POSTED: 5:41 a.m. HST, May 29, 2012
SAN DIEGO >> Republican presidential hopeful Mitt Romney isn't taking a position on supporter Donald Trump's return to the controversy over where President Barack Obama was born.
Romney said Monday evening that while he doesn't agree with all the people who support him, he appreciates their help to get him at least 50.1 percent of the vote in November.
Romney's comments come about 24 hours before appearing at fundraiser in Las Vegas that Trump is hosting.
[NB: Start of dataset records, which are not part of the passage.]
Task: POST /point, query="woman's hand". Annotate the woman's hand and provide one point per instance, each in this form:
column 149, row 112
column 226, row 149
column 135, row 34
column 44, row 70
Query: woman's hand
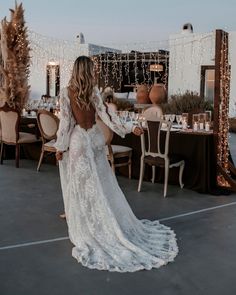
column 59, row 155
column 138, row 131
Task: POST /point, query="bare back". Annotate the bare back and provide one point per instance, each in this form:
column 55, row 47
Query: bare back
column 85, row 118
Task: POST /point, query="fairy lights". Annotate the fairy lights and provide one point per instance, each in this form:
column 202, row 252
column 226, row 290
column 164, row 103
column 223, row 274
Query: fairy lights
column 223, row 105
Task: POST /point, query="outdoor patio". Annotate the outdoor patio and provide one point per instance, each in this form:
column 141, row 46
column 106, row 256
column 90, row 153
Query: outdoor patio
column 30, row 206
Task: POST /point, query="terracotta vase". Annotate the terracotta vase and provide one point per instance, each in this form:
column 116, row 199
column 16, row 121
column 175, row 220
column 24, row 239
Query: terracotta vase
column 158, row 94
column 142, row 96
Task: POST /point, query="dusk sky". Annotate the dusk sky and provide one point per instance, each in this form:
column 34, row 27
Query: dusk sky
column 123, row 21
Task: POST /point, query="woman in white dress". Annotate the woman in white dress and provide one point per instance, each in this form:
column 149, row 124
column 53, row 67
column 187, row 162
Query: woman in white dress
column 101, row 225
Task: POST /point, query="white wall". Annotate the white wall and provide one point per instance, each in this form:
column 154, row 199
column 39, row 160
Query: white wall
column 188, row 52
column 65, row 54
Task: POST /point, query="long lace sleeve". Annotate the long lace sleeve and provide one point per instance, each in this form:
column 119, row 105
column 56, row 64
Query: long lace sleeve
column 66, row 123
column 110, row 118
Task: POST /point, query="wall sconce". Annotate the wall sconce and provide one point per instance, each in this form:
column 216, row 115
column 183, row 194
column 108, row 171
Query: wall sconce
column 53, row 78
column 156, row 68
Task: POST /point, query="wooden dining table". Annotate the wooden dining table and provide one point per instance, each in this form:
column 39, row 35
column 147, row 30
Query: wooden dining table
column 196, row 148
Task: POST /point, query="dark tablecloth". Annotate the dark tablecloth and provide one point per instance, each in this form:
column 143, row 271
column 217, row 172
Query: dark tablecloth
column 196, row 149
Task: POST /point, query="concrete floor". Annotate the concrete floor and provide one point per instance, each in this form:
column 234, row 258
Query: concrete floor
column 30, row 203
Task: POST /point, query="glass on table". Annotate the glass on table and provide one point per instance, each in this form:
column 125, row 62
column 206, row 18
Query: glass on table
column 167, row 117
column 195, row 122
column 208, row 116
column 185, row 120
column 179, row 119
column 202, row 120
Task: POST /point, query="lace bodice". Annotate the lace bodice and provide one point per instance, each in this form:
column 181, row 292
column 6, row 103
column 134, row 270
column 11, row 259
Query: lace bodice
column 67, row 121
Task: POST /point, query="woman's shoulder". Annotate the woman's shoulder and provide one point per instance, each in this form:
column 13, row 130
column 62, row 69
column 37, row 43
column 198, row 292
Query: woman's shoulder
column 64, row 93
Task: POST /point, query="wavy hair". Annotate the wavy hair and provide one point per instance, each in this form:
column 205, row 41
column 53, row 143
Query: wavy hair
column 81, row 82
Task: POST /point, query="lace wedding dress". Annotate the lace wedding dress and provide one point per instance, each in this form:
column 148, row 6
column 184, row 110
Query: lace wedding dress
column 101, row 225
Earlier this week Trump again stated that Obama was born in Kenya and raised in Indonesia. That view has been debunked repeatedly. Obama released his long-form birth certificate in April 2011 showing he was born in Hawaii while Trump weighed entering the Republican primary race.<
Aside from the funds raised for his campaign, "there's no real advantage for Romney to appear with Trump," said Tobe Berkovitz, a communications professor and longtime Romney watcher at Boston University. "Anything Trump does is to benefit Trump. At this point, it's not like Romney needs publicity."
he fundraiser comes the week after Trump repeated his longstanding questions about whether Obama was born in the U.S.
"He didn't know he was running for president, so he told the truth," Trump said in a May 24 interview with the Daily Beast website, referring to a literary agency that once worked with Obama and included false information in a biography that he was born in Kenya. A former employee has said she made the error.
Obama released his long-form birth certificate in April 2011 and it showed his birthplace to be Honolulu, Hawaii.
"Donald Trump has become the birther-in-chief," Obama re- election spokesman Ben LaBolt said, a reference to those who insist Obama was not born in the U.S. "This once again raises questions about whether Mitt Romney will stand up to the extreme elements of his party or embrace them."
Obama's campaign released a web video today that sought to contrast Romney's response to Trump with how Senator John McCain of Arizona handled a situation in 2008 when he was the Republican nominee and a supporter called Obama "an Arab."
"No, ma'am," McCain replied. "He's a decent family man, citizen, that I just happen to have disagreements with on fundamental issues, and that's what this campaign is all about."
The Trump fundraiser will happen on an evening when Romney is poised to win enough additional delegates in the Texas primary to secure his party's nomination.
The fundraiser will be at the Trump International Hotel in Las Vegas. Romney will be joined by former Republican presidential primary rival Newt Gingrich, who will be making his first appearance with Romney since ending his White House bid May 2.
Romney's campaign is raffling off a meal in June with Trump and the candidate as a fundraising pitch.